The role is the second most senior executive position at the exchange and will see Li, whose appointment ended last week, move from the capital Beijing to the booming southern city of Shenzhen in the next few weeks, the two sources said.
All sources are anonymous because they are not authorized to speak to the media.
CSRC and the Shenzhen exchange did not immediately respond to faxed requests for comment. Li could not immediately be reached for comment.
Born in 1974, Li has led the regulator’s general office since 2022, overseeing day-to-day operations and managing the administrative affairs of top leaders, according to one source familiar with the matter and Chinese media.
A former State Council official, Li began working at the CSRC in 2016, first in a research center mainly tasked with studying and formulating strategies for the capital market and then as a market department that oversees infrastructure such as settlement and detention as well as risk management.
He is also heavily involved in the CSRC’s capital market reform measures that include the launch of the Nasdaq Shanghai-style STAR Market and the pilot of a US-style registration system for stock market floats, domestic media said.
Li’s appointment comes after the exchange’s former general manager, Sha Yan, was promoted to head of the Communist Party in December.
It is common practice in state institutions and companies for the party chairman to also hold the position of chairman.

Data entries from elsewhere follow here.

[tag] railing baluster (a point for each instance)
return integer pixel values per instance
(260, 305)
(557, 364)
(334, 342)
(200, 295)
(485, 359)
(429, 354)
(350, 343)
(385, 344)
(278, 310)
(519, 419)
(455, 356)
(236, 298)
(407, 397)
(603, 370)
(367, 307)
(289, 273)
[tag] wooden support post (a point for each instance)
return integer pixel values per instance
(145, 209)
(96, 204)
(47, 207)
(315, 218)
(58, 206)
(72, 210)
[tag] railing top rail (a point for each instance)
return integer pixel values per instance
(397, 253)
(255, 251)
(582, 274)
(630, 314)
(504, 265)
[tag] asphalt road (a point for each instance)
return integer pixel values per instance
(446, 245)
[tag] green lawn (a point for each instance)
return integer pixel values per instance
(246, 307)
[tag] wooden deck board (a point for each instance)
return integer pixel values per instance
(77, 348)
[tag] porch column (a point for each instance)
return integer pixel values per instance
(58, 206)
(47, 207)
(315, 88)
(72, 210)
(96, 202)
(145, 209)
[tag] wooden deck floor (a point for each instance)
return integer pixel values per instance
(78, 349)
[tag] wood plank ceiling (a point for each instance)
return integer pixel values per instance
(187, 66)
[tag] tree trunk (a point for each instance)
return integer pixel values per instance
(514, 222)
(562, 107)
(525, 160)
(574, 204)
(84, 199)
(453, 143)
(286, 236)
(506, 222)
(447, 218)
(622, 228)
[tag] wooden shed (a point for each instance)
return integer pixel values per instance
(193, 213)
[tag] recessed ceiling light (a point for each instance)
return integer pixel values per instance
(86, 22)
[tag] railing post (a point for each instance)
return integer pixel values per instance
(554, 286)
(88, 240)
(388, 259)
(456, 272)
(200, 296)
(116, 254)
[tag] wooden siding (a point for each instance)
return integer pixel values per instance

Sha had worked at the securities regulator for more than two decades before taking over at the Shenzhen exchange in mid-2020, after his predecessor Wang Jianjun was promoted to party chief before returning to the regulator as vice chairman.
It is also common practice for CSRC officials to head one of the major stock exchanges to strengthen their leadership credentials and capabilities before returning to the regulator in a more senior position.

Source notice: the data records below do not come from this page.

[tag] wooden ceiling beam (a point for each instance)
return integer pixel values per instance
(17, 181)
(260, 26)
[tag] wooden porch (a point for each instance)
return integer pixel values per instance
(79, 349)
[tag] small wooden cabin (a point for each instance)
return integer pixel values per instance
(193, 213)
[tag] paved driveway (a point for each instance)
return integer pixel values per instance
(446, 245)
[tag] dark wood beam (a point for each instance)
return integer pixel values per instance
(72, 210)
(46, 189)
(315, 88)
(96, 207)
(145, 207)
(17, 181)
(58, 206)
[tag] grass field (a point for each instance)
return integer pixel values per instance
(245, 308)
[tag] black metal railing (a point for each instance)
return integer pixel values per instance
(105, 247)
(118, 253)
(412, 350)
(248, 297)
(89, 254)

Wang, also a CSRC veteran, was director of the public office before his position at the Shenzhen stock exchange.
Founded in 1990 in a fishing village, the Shenzhen exchange quickly developed into China’s largest stock market after the Shanghai Stock Exchange, and one of the world’s busiest markets for IPOs.
Shenzhen is a major technology and manufacturing hub, and the exchange plays an important role in raising funds for companies in the technology and healthcare sectors.

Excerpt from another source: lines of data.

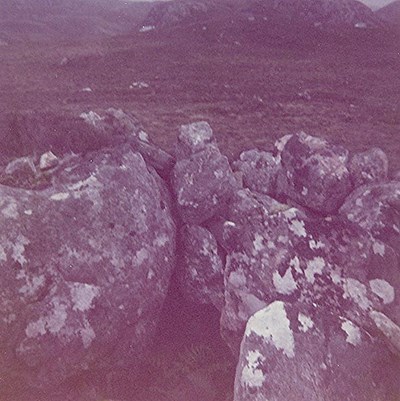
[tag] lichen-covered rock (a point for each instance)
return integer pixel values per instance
(369, 167)
(291, 354)
(194, 138)
(314, 173)
(22, 168)
(85, 268)
(376, 208)
(48, 160)
(201, 269)
(203, 185)
(120, 127)
(259, 171)
(277, 252)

Last year, the ChiNext startup board took the global crown for IPO volume, with $16.4 billion raised, LSEG data shows.
The CSRC is in the midst of reorganizing its own leadership.
On Tuesday, the regulator promoted Li Ming, head of law enforcement, to vice chairman, replacing Fang Xinghai, in a move that confirmed earlier reports by Reuters.
In February, Wu Qing, a former vice chairman of the party in the financial center of Shanghai, took over as chairman of the CSRC when the stock market was near its lowest in five years and after several warnings against short-selling and other measures to arrest the slide. ancestor Yi Huiman failed.